Theoretical calculations on the amidation of acetic acid and 1-hydroxy-3-methyl-3-phospholene oxide suggested that the amidation of acetic acid is slightly exothermic, while that of the cyclic phosphinic acid is significantly endothermic (-8.2 vs. 32.6 kJ mol-1). The enthalpies of activation are not too high (-52.1 vs. 79.4 kJ mol-1) . The energetics of the direct amidations discussed in comparison are shown in (Figure 5), while the TS for the amidation of 1-hydroxy- 3-methyl-3-phospholene oxide with hexylamine can be seen in (Figure 6). Endothermicity works against the beneficial effect of MW irradiation. Theoretical calculations at the B3LYP/6-31G(d,p) level of theory utilizing the solvent model  showed that the amidation of 1-hydroxy-3-methyl-3-phospholene oxide by hexylamine, analogously to the thioesterification, also exhibits a rather endothermic enthalpy profile (35.2 kJ mol-1), which means an unfavourable course for the reaction. According to a detailed study  the mechanism starts with a proton exchange pre-equilibrium between hexylamine and cyclic phosphinic acid.

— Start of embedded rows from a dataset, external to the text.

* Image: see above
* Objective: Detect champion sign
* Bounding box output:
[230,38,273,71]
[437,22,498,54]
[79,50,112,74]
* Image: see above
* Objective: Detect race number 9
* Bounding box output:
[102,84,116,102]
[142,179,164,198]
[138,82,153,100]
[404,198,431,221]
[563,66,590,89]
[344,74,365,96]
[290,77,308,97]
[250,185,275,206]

The resulting phosphinic acid anion is, however, inactive toward the amine nucleophile, consequently, the series of elemental steps starts from the neutral form of the phosphinic acid that is attacked by the hexylamine. In the quantum mechanical model shown in (Figure 7), a protonated hexylamine molecule (HexNH3 +) acts as an acid catalyst, while an additional HexNH2 molecule behaves as base catalyst in the course of the reaction. After a few steps, the reaction sequence ends up by the elimination of a molecule of water to afford the amide as the final product. The enthalpy of activation corrected by the energy gain of the protolytic equilibrium is moderate (114.1 kJ mol-1) as compared to that of the esterification and thioesterification. The results show undoubtedly that the amidation under discussion is controlled by the endothermic pattern and the kinetic energy gap. It can be concluded that the reluctancy of the amidation of the phosphinic acids, in the case under discussion 1-hydroxy-3-phospholene oxide, is explained by the endothermicity. MW may promote only exothermic or thermoneutral transformations.

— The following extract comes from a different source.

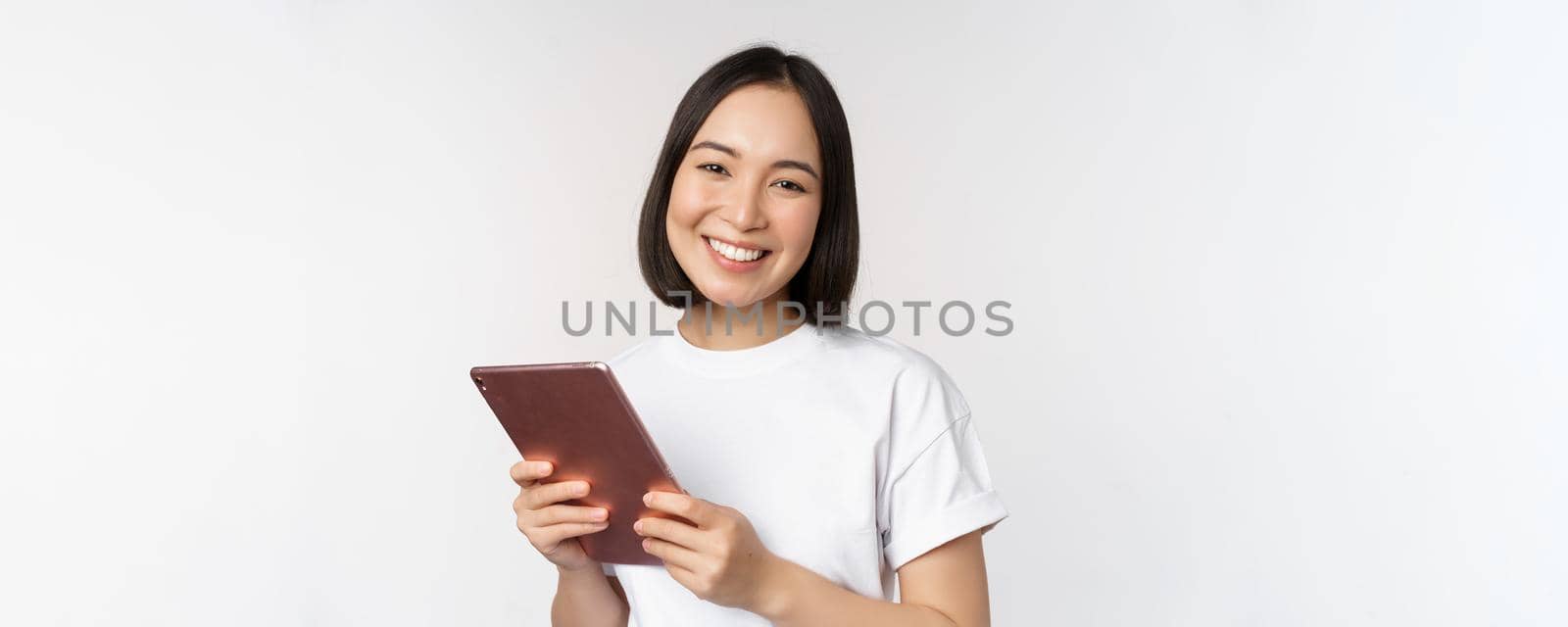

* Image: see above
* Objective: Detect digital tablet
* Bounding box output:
[468,362,687,566]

The possible synthetic methods for phosphinic derivatives have been summarized. On the one hand, the traditional methods starting form phosphinic chlorides or phosphinic acids via activation (e.g. by the T3P reagent) to give phosphinates and phosphinic amides mean a good choice for the preparation. These common methods are completed well by more special reactions, such as the Arbuzov reaction, Hirao reaction, alcoholysis, fragmentation-related phosphorylation and other approaches, like intramolecular cyclization and the alcoholysis of phosphonium salts. On the other hand, there are “greener” variations utilizing MW irradiation and/or the phase transfer catalytic technique. Such transformation is the synthesis of phosphinates from the corresponding phosphinic acids by MW-assisted direct esterification, or by MW- and phase transfer catalysis promoted alkylation. The latter reaction can be performed under solvent-free conditions.